Decidi que seria necessário construir uma vida interior ampla o suficiente para que meu medo e minha criatividade pudessem coexistir de modo pacífico, uma vez que, ao que tudo indica, estariam sempre juntos (…) Então, não tento aniquilar meu medo. Não declaro guerra contra ele. Em vez disso, dou-lhe bastante espaço. Um espaço enorme. Todos os dias. Estou dando espaço para o mesmo neste exato momento. Permito que meu medo viva, respire e estique as pernas confortavelmente. Parece-me que quanto menos luto contra meu medo, menos ele contra-ataca. Quando consigo relaxar, o medo relaxa também. Na verdade, convido o medo a vir comigo aonde quer que eu vá. Tenho até um discurso acolhedor preparado para ele, que faço pouco antes de embarcar em um novo projeto ou em uma nova aventura.

É mais ou menos assim: ‘Querido medo, a Criatividade e eu estamos prestes a pegar a estrada juntas. Sei que você virá conosco, pois sempre o faz. (…) Há espaço suficiente no carro para todos nós, então fique à vontade, mas entenda uma coisa: a Criatividade e eu somos as únicas que vamos tomar decisões durante o percurso. (…) Você não pode tocar nos mapas; não pode sugerir desvios de rota, não pode mudar a temperatura do ar condicionado. Cara, nem encoste no rádio. Mas acima de tudo, meu querido e velho amigo, você está terminantemente proibido de dirigir.’E lá vamos nós, – eu, minha criatividade e e meu medo – lado a  lado para sempre, avançando mais uma vez na direção do território assustador, porém maravilhoso, do resultado incerto.

Elizabeth Gilbert

Este trecho está totalmente consonante com a proposta das Terapias de 3ª geração em Terapia Cognitivo-Comportamental (TCC) e é uma das formas mais eficazes de regulação emocional baseada em mindfulness e aceitação.
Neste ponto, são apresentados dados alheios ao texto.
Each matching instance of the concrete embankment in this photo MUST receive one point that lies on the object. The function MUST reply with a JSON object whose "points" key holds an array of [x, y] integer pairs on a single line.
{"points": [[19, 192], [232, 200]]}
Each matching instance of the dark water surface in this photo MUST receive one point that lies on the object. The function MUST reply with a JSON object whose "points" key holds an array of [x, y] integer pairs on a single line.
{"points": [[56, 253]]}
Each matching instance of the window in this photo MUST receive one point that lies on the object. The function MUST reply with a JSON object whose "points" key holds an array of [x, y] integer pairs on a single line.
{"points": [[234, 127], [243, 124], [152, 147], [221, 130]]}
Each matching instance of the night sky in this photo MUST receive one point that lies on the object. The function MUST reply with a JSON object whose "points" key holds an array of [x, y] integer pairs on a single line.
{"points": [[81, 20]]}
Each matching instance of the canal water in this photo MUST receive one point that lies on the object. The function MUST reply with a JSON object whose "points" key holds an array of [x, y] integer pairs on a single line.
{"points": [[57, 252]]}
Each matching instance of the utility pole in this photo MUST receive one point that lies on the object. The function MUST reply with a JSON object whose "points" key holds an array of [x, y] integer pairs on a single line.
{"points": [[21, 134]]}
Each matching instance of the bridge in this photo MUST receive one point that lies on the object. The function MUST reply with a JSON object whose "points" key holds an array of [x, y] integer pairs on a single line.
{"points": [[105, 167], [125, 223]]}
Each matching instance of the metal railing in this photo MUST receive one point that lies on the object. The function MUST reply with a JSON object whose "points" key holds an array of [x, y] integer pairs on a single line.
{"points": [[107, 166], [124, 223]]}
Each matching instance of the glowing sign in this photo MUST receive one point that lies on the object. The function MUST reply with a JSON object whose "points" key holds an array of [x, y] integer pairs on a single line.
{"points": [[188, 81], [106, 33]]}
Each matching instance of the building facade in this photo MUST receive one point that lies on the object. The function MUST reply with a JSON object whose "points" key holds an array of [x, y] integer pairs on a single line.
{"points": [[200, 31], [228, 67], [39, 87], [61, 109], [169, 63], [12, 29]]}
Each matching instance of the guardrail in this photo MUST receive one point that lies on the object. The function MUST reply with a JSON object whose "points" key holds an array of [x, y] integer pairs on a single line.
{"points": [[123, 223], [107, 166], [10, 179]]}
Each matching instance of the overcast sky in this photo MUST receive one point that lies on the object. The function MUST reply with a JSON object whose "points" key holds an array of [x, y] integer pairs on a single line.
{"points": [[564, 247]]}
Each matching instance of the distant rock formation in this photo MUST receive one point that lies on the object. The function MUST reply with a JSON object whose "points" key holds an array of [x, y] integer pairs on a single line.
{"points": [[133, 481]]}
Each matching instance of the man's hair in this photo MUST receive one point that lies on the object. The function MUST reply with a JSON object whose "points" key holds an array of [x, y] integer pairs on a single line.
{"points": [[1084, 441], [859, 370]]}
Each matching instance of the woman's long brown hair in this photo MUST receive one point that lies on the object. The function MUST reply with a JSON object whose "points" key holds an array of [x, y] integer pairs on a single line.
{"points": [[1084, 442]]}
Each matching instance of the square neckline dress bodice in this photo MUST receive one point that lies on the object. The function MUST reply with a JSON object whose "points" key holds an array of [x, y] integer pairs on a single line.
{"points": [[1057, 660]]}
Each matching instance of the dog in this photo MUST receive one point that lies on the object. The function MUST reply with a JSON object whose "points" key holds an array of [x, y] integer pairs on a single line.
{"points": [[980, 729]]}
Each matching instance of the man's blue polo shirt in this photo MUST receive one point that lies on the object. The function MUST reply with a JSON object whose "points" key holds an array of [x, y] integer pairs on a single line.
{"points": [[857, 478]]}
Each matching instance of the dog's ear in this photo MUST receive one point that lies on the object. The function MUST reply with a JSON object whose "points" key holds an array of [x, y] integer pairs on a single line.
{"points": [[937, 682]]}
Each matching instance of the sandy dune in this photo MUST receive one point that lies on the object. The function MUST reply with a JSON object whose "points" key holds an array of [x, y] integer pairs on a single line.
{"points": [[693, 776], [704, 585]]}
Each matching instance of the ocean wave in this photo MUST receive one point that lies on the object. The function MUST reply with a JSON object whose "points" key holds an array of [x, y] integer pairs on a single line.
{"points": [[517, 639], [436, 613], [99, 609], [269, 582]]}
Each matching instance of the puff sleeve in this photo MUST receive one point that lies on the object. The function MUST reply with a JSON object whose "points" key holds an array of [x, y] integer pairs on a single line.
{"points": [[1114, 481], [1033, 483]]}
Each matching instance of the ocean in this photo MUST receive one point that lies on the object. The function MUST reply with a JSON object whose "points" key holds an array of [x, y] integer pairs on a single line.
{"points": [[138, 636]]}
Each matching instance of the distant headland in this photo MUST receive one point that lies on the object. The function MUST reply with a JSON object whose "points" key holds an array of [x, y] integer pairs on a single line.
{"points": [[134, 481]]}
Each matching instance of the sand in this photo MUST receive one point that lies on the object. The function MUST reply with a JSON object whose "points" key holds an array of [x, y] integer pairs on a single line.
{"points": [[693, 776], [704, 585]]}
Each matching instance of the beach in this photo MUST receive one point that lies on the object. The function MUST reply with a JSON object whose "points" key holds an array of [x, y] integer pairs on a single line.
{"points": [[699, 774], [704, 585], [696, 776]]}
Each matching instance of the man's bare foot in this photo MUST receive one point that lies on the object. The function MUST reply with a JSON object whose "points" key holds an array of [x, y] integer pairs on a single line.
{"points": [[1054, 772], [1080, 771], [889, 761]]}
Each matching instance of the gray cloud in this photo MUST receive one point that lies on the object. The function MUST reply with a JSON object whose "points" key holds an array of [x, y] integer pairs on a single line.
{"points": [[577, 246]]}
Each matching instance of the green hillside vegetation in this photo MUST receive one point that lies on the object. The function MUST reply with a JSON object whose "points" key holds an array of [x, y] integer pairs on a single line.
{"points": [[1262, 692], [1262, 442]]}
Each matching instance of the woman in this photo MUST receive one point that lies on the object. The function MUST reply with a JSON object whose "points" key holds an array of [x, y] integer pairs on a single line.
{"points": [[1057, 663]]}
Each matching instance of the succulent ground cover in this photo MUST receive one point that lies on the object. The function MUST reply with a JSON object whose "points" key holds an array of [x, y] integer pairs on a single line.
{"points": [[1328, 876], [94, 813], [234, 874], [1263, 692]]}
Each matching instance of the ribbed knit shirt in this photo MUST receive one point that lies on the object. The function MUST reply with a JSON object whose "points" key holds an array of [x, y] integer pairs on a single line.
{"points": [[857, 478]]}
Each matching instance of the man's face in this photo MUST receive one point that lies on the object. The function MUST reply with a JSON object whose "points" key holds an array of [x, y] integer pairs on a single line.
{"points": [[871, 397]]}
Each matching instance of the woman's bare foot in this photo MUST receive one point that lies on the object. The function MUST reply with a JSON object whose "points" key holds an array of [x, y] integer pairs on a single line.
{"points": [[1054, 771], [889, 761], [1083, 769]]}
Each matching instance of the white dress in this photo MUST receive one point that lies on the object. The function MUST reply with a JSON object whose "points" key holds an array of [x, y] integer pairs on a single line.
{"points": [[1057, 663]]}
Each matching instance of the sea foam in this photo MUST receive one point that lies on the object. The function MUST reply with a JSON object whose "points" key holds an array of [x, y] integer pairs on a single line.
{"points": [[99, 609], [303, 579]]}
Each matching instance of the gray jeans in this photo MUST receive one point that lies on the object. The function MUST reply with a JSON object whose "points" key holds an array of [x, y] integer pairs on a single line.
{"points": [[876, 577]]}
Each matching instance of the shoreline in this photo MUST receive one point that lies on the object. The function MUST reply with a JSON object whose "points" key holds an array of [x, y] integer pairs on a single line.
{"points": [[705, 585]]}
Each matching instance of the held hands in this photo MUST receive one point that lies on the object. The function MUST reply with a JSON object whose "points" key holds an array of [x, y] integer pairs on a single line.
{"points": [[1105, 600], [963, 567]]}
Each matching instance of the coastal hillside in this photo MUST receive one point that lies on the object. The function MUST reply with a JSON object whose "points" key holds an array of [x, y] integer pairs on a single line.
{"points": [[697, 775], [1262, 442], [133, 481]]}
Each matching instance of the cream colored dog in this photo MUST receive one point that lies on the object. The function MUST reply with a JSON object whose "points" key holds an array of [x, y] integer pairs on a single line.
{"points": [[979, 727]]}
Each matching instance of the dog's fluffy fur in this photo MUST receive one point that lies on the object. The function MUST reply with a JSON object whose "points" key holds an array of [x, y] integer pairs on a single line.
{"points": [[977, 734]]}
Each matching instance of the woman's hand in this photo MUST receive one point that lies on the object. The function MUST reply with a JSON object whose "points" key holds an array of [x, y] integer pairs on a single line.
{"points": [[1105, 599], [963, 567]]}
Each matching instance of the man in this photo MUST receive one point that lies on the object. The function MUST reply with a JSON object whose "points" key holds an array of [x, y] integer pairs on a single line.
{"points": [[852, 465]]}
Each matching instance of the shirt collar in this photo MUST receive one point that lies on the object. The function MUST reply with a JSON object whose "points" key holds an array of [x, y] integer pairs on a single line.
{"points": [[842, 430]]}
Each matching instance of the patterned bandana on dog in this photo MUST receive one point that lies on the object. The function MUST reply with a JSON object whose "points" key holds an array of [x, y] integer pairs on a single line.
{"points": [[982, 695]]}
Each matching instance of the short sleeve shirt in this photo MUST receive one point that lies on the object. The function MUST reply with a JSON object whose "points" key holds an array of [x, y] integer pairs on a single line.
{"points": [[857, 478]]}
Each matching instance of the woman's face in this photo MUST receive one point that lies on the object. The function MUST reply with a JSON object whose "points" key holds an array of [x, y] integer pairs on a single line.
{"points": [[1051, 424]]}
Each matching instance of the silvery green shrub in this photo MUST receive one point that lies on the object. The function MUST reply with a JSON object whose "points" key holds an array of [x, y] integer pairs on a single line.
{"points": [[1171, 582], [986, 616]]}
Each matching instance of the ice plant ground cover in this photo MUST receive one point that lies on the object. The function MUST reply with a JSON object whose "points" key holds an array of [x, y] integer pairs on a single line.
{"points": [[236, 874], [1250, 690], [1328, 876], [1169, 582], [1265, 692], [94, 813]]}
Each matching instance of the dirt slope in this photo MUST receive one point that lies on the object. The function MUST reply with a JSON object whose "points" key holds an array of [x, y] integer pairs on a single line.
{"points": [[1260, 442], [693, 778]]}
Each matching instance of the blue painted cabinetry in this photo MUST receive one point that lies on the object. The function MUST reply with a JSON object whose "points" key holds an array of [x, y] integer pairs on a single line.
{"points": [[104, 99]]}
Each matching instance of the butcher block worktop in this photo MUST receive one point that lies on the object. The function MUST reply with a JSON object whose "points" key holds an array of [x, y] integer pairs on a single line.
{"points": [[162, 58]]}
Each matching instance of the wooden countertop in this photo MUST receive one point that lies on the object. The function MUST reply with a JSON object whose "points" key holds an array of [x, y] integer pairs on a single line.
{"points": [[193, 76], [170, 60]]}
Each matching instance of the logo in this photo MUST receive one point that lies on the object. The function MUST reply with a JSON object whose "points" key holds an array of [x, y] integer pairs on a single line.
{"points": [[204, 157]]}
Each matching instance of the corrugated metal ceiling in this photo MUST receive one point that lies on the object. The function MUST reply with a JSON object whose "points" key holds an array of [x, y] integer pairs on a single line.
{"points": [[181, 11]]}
Marcia Baja, em um curso no CEBB, com o tema “O calmo repousar”, diz o seguinte citando os ensinamentos que aprendeu:

Quando aparecerem os seus demônios, pule na boca do demônio e peça pra ele te mastigar bem devagarzinho… É você sentir medo (ou qualquer emoção) e ficar no coração do medo, entregue, só respirando com as sensações… você até diz pra ele ‘faça o que você quiser… eu estou aqui quietinha’… e daí não vai acontecer nada… isso é que é lindo, porque não tem demônio, o medo ganha a cara de demônio porque você se mexe e sai correndo dele, você nunca olhou pra face dele. Quando você olha pra face do seu medo, você encontra espaço e energia… e imediatamente uma consciência que sorri… ‘Ah, era só isso!’…

Marcia Baja

A alternativa diante de tanto sofrimento é, então, abrir-se para o que quer que surja no campo da nossa consciência, sem julgamentos, sem lutar desnecessariamente, adotando a postura de observador. O próximo passo, que ocorre quase automaticamente, é nos movermos na direção do que mais importa para nós. Podemos adotar comportamentos que nos aproximam dessas coisas importantes, mesmo que o mundo interno não esteja totalmente tranquilo e na “condição ideal”. O nosso mundo interno é bem mais amplo do que imaginamos. E as consequências de desistir de lutar contra experiências dolorosas podem ser surpreendentes.